Pekanbaru Harapan mantan Bupati Bengkalis Herliyan Saleh cepat bebas dari penjara karena hanya divonis 3 tahun penjara atas korupsi bantuan sosial Rp 230 miliar, akhirnya pupus. Majelis hakim Mahkamah Agung menjatuhkan hukuman lebih berat kepada mantan ketua DPW PAN Riau ini, yaitu 9 tahun penjara.

Vonis ini diketahui berdasarkan salinan petikan putusan MA yang diterima Pengadilan Negeri Pekanbaru.
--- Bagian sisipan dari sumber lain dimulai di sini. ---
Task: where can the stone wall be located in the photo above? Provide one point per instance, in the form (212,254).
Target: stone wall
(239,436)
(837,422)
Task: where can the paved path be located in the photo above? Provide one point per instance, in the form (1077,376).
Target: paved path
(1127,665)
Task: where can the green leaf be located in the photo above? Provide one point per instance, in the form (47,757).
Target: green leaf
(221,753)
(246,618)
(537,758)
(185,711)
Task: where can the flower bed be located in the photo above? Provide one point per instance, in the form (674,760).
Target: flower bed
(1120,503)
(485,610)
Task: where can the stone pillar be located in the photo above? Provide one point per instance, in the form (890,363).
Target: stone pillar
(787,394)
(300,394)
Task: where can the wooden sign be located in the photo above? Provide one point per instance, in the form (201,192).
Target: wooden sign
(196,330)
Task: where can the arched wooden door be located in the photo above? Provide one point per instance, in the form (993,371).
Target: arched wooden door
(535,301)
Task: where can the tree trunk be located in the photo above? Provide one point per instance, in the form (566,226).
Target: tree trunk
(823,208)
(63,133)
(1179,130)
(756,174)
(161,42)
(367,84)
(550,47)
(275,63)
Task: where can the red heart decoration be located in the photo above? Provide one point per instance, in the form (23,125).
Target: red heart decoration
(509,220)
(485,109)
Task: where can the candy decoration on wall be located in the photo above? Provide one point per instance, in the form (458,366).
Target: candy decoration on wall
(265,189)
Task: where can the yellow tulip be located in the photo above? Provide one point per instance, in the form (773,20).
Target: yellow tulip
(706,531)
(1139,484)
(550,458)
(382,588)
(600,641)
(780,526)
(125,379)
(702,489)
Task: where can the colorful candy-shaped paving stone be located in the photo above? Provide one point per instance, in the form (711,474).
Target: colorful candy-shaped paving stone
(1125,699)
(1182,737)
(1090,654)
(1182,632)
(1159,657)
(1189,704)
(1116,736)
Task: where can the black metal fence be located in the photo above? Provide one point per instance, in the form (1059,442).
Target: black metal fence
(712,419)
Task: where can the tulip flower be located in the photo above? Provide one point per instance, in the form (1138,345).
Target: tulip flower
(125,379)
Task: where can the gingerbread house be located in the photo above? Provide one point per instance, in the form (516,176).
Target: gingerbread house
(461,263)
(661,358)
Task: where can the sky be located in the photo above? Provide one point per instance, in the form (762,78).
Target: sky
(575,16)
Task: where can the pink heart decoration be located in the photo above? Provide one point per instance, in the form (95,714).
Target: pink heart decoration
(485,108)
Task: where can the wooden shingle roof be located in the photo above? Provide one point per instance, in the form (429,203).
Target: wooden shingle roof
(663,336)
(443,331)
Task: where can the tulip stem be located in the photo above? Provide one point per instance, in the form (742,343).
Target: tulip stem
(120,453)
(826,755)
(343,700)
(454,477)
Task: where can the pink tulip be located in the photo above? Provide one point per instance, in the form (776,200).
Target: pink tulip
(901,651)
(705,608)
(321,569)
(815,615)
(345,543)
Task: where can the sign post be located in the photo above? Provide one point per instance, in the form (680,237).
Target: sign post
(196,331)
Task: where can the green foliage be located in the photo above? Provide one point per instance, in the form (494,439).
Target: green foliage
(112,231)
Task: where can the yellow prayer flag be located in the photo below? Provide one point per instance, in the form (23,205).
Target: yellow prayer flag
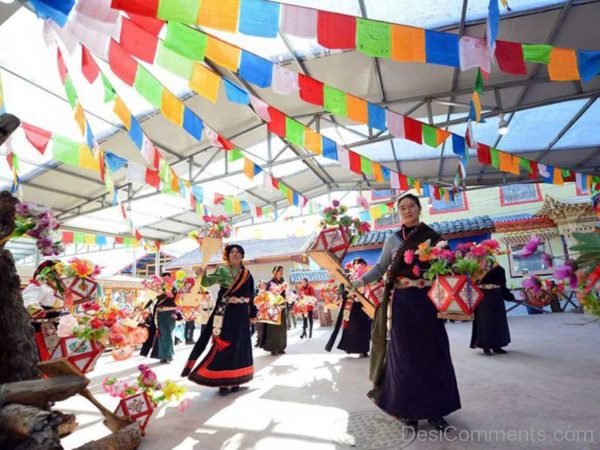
(171,107)
(563,65)
(505,161)
(408,43)
(205,82)
(219,14)
(313,141)
(248,168)
(223,54)
(80,118)
(357,109)
(237,206)
(377,173)
(122,112)
(477,104)
(86,158)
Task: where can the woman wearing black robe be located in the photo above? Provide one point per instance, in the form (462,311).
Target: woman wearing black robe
(411,367)
(229,361)
(490,326)
(274,337)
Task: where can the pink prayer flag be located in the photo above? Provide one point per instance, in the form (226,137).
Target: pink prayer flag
(285,81)
(36,136)
(474,52)
(395,123)
(298,21)
(261,108)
Bernomor : 995 K/Pid.Sus/2017, majelis hakim yang diketuai Artidjo Alkostar, membatalkan vonis pada pengadilan tingkat pertama dan tingkat banding.

“Membatalkan putusan Pengadilan Tipikor pada PT Pekanbaru Nomor: 43/PID.SUSTPK/2016/PT.PBR tanggal 23 Desember 2016, yang memperbaiki putusan Pengadilan Tipikor pada PN Pekanbaru Nomor : 27/Pid.SusTPK/2016/PN.PBR tanggal 11 Oktober2016,” ungkap Panitera Muda Tipikor PN Pekanbaru, Denni Sembiring, membacakan isi petikan putusan MA kepada wartawan, Selasa 19 September 2017.

Selain penjara, sambung Denni, hakim juga mewajibkan Herliyan membayar denda Rp 500 juta subsidair 8 bulan penjara. Selain itu, Herliyan juga dibebankan mengganti uang kerugian negara sebesar Rp 1.238.500.000.

“Jumlah itu diperhitungkan dengan uang titipan pengembalian kerugian keuangan negara sebesar Rp 1.238.500.000,” ucap Denni.

Menurut ‎Denni, petikan putusan ini telah disampaikan kepada Herliyan dan jaksa penuntut umum pada Kejaksaan Negeri Bengkalis. Di mana dalam petikan itu, Herliyan Saleh diperintahkan tetap berada dalam tahanan karena kasusnya sudah berkekuatan hukum tetap.